Commenting on these findings, Dr Indira Jayakumar, Medical Director, Apollo SHINE Foundation said,
“In my experience working with children on school and college campuses across multiple cities, I am observing a significant shift in the nature of illnesses and diseases affecting them today. There is enough evidence through Apollo as well as global research to validate that many non-communicable diseases begin in childhood. We’re witnessing a disturbing increase in everything from pre-diabetes, obesity, metabolic syndrome – which can be associated with fatty liver disease and irregular lipid levels. During our screening, we have encountered an over threefold increase in obesity incidence among children compared to five years ago. There has also a significant increase in the rates of depression and anxiety diagnoses among teenagers over the past five years due to academic pressure, which is just as concerning, and they need help. What’s more worrying is that children commonly miss out on holistic preventive health care since they tend to seek medical attention only when ill, despite showing a high incidence of NCDs. The need of the hour is for us to add enough systems in place that ensure timely and early detection of these conditions to ensure the long-term well-being of children.”
To combat the concerning rise in the prevalence of NCDs among children and adolescents, Apollo has launched an industry-first Pediatric ProHealth program, which curates tests that conduct a holistic assessment of the child, based on their family history and age group. In addition to routine tests that most pediatric check-ups conduct like development, growth, dermatological, dental etc., the ProHealth test further evaluates their risk of NCDs along with an in-depth mental health assessment.
Dr Sathya Sriram, CEO – Preventive Health, Apollo, said, “Pediatric screenings often prioritize developmental disorders and infectious diseases, leaving lifestyle factors and NCDs relatively overlooked. Addressing lifestyle diseases in children requires a significant awareness amongst parents and schools to ensure early intervention and creating supportive environments for healthy living. We have adapted Apollo’s personalised health check program – ProHealth – to focus on the health milestones of children and adolescents, along with our pediatricians. Our Pediatric ProHealth screening does a comprehensive assessment of every child’s physical, mental, and emotional health and offers guidance on hearing, vision, allergy, nutrition, fitness, sleep, vaccinations, as well as learning.
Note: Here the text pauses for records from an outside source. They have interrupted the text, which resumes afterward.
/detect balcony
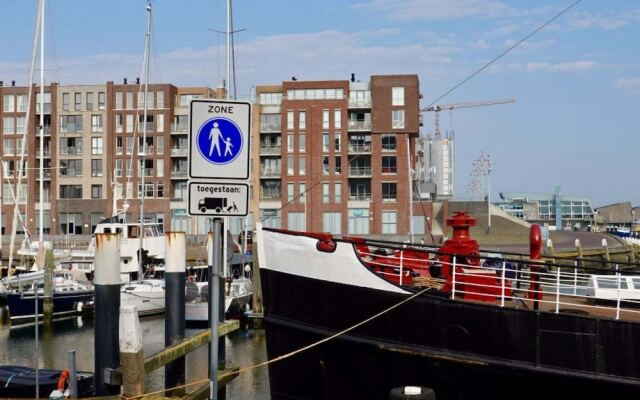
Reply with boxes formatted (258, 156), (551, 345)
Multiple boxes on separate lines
(349, 192), (372, 201)
(171, 169), (187, 179)
(171, 147), (189, 157)
(349, 167), (371, 177)
(260, 145), (282, 155)
(171, 124), (189, 134)
(349, 143), (371, 154)
(349, 120), (371, 131)
(260, 122), (281, 132)
(349, 99), (371, 108)
(260, 168), (282, 178)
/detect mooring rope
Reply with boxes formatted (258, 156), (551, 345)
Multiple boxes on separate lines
(121, 287), (432, 400)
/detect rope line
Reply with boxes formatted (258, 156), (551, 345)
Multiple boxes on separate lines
(121, 287), (432, 400)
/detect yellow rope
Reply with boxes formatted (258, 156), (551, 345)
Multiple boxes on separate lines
(121, 287), (432, 400)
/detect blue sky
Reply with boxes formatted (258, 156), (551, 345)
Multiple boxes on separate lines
(0, 0), (640, 206)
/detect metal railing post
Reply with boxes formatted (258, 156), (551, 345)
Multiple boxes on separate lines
(616, 264), (620, 319)
(500, 260), (507, 307)
(556, 266), (560, 314)
(451, 256), (456, 300)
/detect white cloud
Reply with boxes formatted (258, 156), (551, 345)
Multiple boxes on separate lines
(524, 61), (596, 72)
(613, 78), (640, 89)
(352, 0), (512, 21)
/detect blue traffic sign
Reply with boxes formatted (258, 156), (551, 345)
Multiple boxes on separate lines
(197, 117), (243, 165)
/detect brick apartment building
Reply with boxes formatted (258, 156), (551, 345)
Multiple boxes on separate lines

Timely preventive screenings can help identify risk factors because of family history, genetics, or environmental factors and ensure early intervention to combat and reverse the impact of NCDs.”
A few measures to ensure children stay one step ahead of NCDs:
- Body Mass Index (BMI): Annual measurement to monitor for overweight or obesity.
- Blood Pressure: Yearly checks to detect hypertension early.
- Blood Glucose: Annual screening for diabetes or prediabetes, especially in adolescents with risk factors.
- Blood Lipid Profile: Assess cholesterol levels, typically starting from age 9-11, then between 17- 21 years.
- Liver Function Tests: Monitoring for non-alcoholic fatty liver disease in children with obesity, as indicated.
- Growth Monitoring: Annual checks of height and weight during pediatric visits.
- Developmental Assessments: Regular evaluations during pediatric check-ups.
- Dental Check-ups: Every 6 months to a year for oral health.
- Vision and Hearing Tests: Vision and hearing should be screened once in 2 years after the age of 3 and annually if screening turned positive.
- Mental Health Screening: Annual assessments for stress, depression, or anxiety.
- Iron and Vitamin Levels: Checks for nutritional deficiencies based on diet and risk factors.
- Chest X-ray: As recommended by a pediatrician, typically for respiratory symptoms.
- Ultrasound of the Abdomen: Used to assess abdominal pain or abnormalities, as indicated.